Critique : Le Dernier pour la route

Thomas Messias | 23 septembre 2009
Thomas Messias | 23 septembre 2009

Souvent, évoquer le classicisme d'un film est souvent une critique destinée à dénoncer un manque d'originalité dans le style ou dans le ton. Et puis parfois, il arrive qu'un film soit classique et que ce soit très bien comme ça. Oeuvre pas impérissable mais d'une facture extrêmement satisfaisante, Le dernier pour la route appartient à cette catégorie, son absence de partis pris marqués et d'idées fantaisistes semblant lui apporter une certaine force. Il est tellement difficile d'aborder l'alcoolisme sans tomber dans le pathos ou le sordide que Philippe Godeau - producteur de renom et réalisateur débutant - a eu mille fois raison de faire dans la sobriété la plus totale.

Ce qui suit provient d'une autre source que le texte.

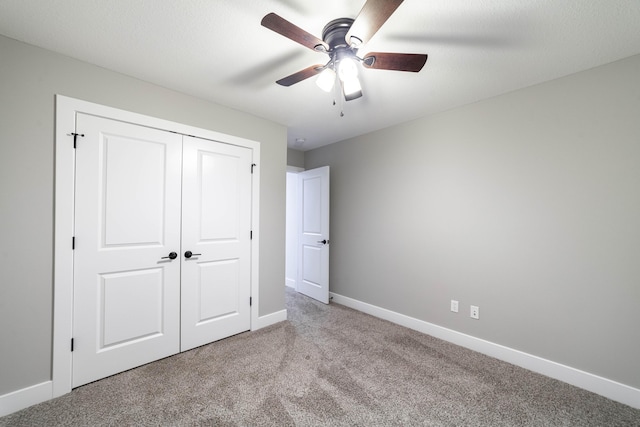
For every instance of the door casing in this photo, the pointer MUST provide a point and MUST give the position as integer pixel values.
(66, 109)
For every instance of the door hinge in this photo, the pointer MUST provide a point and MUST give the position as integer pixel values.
(75, 138)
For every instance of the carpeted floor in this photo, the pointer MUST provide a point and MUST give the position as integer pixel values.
(328, 365)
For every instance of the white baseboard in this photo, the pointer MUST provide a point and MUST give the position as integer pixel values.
(269, 319)
(608, 388)
(23, 398)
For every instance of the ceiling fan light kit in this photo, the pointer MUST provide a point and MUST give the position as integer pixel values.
(341, 39)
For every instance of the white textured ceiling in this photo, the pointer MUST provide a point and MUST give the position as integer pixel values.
(217, 50)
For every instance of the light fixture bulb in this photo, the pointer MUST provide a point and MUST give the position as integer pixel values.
(326, 79)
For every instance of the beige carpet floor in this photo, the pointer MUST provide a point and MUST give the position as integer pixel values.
(327, 366)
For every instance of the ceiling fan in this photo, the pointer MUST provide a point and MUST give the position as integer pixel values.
(341, 39)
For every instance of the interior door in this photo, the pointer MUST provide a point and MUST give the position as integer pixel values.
(216, 241)
(313, 239)
(127, 223)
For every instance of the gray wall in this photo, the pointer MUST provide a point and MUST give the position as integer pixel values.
(29, 79)
(527, 204)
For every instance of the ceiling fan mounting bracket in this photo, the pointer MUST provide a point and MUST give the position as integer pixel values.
(334, 33)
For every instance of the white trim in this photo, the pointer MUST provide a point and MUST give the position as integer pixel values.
(255, 240)
(605, 387)
(66, 109)
(23, 398)
(270, 319)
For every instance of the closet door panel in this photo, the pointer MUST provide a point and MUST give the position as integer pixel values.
(216, 212)
(127, 221)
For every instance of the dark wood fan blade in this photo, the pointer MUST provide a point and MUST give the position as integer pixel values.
(374, 13)
(300, 75)
(395, 61)
(282, 26)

La sobriété, c'est justement l'un des thèmes principaux de ce Dernier pour la route qui n'est ni plus ni moins que l'histoire de la thérapie d'un homme tentant de se sortir des griffes de l'alcool. Inspiré du récit du patron de presse Hervé Chabalier, le film se cantonne à une période bien précise de sa vie, à savoir son entrée en cure et les cinq semaines de soins qui suivent. Avec une huitaine de compagnons souffrant du même mal que lui - « la seule maladie dont personne n'est jamais tout à fait guéri », reprécise le film -, il tente de surmonter des obstacles plus mentaux que physiques et de faire le point sur sa vie passée, ses envies, ses attentes, le points forts qui vont l'aider à s'en sortir. Le menu est assez prévisible, mais le traitement est d'une telle pudeur qu'on fait très vite corps avec cet anti-héros aussi pathétique que poignant. Il doit énormément à un François Cluzet toujours aussi habité. Avant lui, Dany Boon et Christian Clavier avaient accepté le rôle puis s'étaient désistés ; quoi qu'on pense du ch'ti et de Jacquouille, nul doute que le film a gagné au change.

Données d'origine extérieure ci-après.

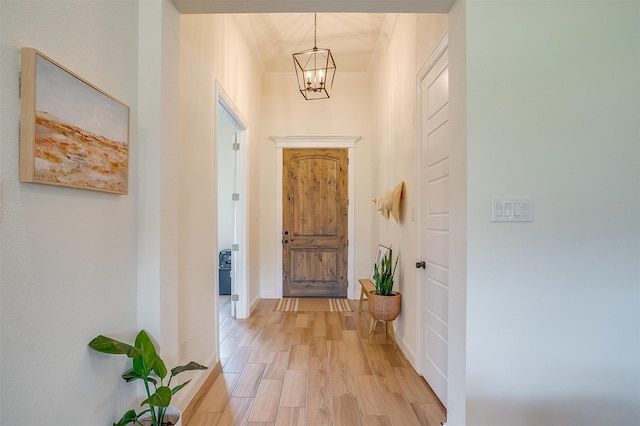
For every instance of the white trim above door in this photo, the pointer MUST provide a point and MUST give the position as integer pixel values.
(311, 141)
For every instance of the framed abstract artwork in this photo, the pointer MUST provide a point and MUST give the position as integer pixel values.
(71, 133)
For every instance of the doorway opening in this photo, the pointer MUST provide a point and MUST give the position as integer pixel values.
(232, 244)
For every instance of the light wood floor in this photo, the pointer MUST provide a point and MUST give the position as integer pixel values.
(312, 368)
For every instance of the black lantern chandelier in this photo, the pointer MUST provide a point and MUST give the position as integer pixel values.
(315, 69)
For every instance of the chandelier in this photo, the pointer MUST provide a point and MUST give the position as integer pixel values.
(315, 69)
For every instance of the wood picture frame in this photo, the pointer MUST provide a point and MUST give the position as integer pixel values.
(380, 254)
(72, 133)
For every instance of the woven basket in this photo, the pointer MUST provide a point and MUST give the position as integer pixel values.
(384, 308)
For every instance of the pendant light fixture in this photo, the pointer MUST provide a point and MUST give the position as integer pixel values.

D'un film pareil, on peut affirmer - comme on aurait pu le faire avant même de l'avoir vu - que c'est une belle leçon de courage, un plaidoyer pour la vie, un témoignage adressé à ceux qui aiment trop la bouteille et souhaiteraient pouvoir s'en décrocher. Des formules un peu surfaites mais qui collent pleinement du Dernier pour la route. Celui-ci évite cependant l'optimisme béat et l'apologie simpliste des bienfaits de la thérapie : il semble évident, bien avant un épilogue en forme de bilan collectif, que ces cinq semaines n'auront pas eu le même effet sur tout le monde. Et c'est peut-être dans cette fin que le film prend le plus de risques, affirmant avec témérité que l'égoïsme est parfois inévitable pour qui souhaite se sortir de la tourmente, quitte à laisser les autres boire la tasse. Difficile de dire si un cinéaste est né, mais Philippe Godeau a en tout cas su faire preuve de la retenue nécessaire pour ne pas se planter dès son premier long.